I remember a thread on this list in which
someone said it was easy to make an XML
document "RDF friendly" and I asked how.
John replied with a concise answer and no
one seemed to object. As a result, I took
that topic back to the HumanML group and we
agreed that given the nature of the kinds of
data our language user would collect, this
was a good idea. Manos agreed to take on
this task when the HumanML schema reached a
further stage of completion. I didn't view
this as "supplication". I am a Democrat.
Supplications are not in my repetoire.
Transforms are harder to master. Even if it
is more powerful, it ain't that friendly. ;-)

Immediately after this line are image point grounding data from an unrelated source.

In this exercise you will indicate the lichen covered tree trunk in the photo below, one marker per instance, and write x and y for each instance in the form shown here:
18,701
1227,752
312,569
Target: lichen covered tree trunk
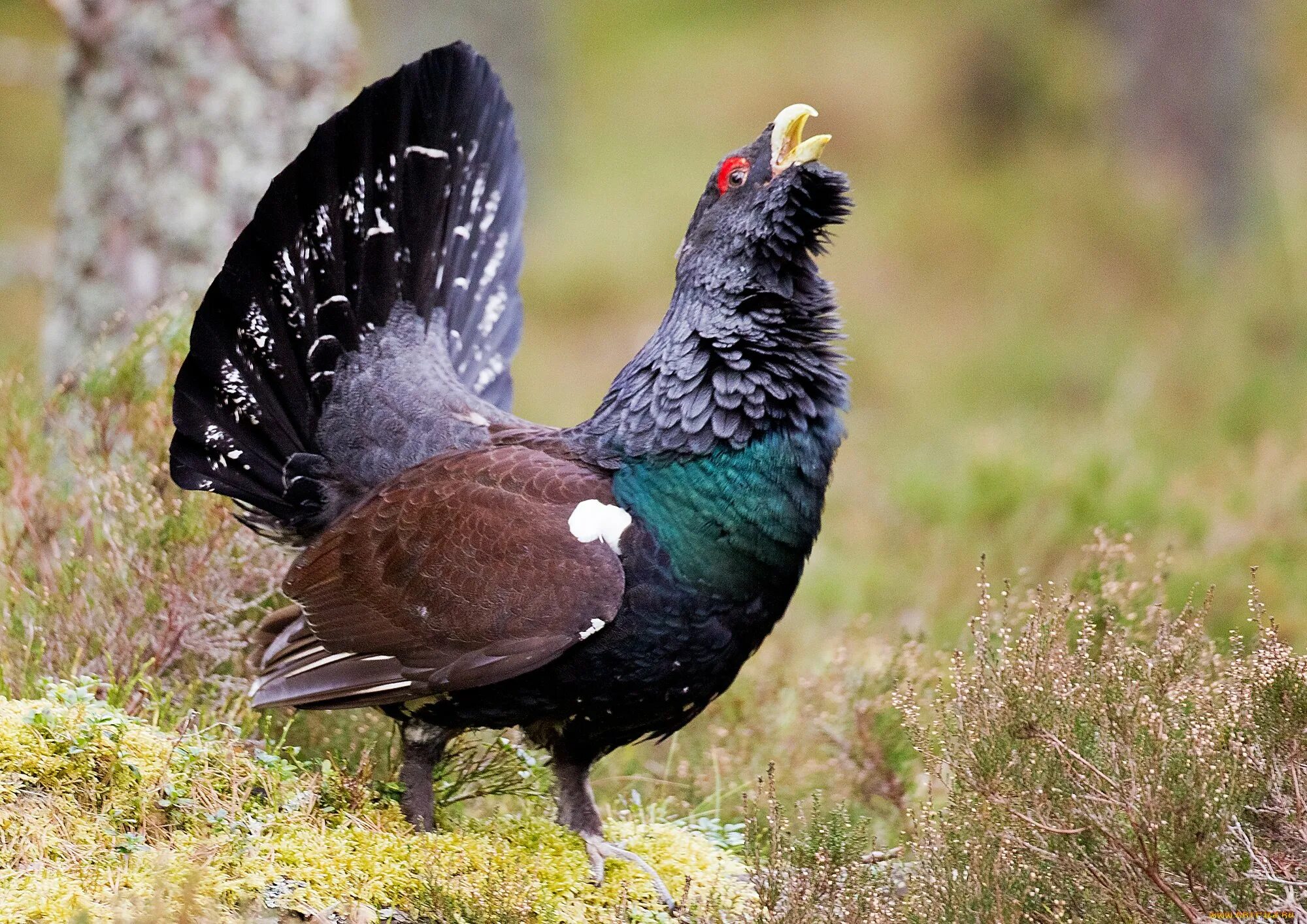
1189,104
177,116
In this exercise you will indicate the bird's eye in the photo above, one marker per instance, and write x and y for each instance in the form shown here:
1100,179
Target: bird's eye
733,174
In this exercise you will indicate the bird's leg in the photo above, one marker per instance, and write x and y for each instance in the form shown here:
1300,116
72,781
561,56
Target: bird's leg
424,747
577,811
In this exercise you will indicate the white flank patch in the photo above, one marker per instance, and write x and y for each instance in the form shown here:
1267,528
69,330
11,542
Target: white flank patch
427,152
595,625
594,520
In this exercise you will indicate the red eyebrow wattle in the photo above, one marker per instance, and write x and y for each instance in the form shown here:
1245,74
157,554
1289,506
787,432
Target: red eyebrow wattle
730,167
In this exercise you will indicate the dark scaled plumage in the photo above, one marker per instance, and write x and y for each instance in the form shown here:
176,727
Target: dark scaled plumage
348,386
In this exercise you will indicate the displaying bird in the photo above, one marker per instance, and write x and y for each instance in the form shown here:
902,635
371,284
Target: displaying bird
348,386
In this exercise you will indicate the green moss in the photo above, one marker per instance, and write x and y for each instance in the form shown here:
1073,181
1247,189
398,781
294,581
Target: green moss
105,815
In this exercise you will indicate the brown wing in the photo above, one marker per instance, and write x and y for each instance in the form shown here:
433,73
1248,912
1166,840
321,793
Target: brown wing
462,572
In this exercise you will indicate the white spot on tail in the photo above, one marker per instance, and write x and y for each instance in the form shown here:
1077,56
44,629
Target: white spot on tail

As to the backlash, that sort of thing was mild
compared to standards wars I've witnessed. Standards
making is always political. One gets used to it
even if never learning to like it. That is why
the one piece of advice they gave that would
seem to be uncontroversial (use namespaces to
get pieces of other ontologies) actually can
be very controversial. It depends on the business,
the locale, and the state of standardization and
specification. Ambitions...
len
From: Dare Obasanjo [mailto:dareo@microsoft.com]
Mike has already expressed some of the thoughts that led to my original
comment. Looking at the article, it seems the intention is to state that
making an application RDF-friendly involves overly restricting ones
markup and supplication to RDF. If I had written such an article, I'd
probably have leaned more towards showing people how to design their XML
documents so it is easy to transform them to RDF using XSLT or some
similar mechanism.
At least that's what I learned from the backlash against RSS 1.0.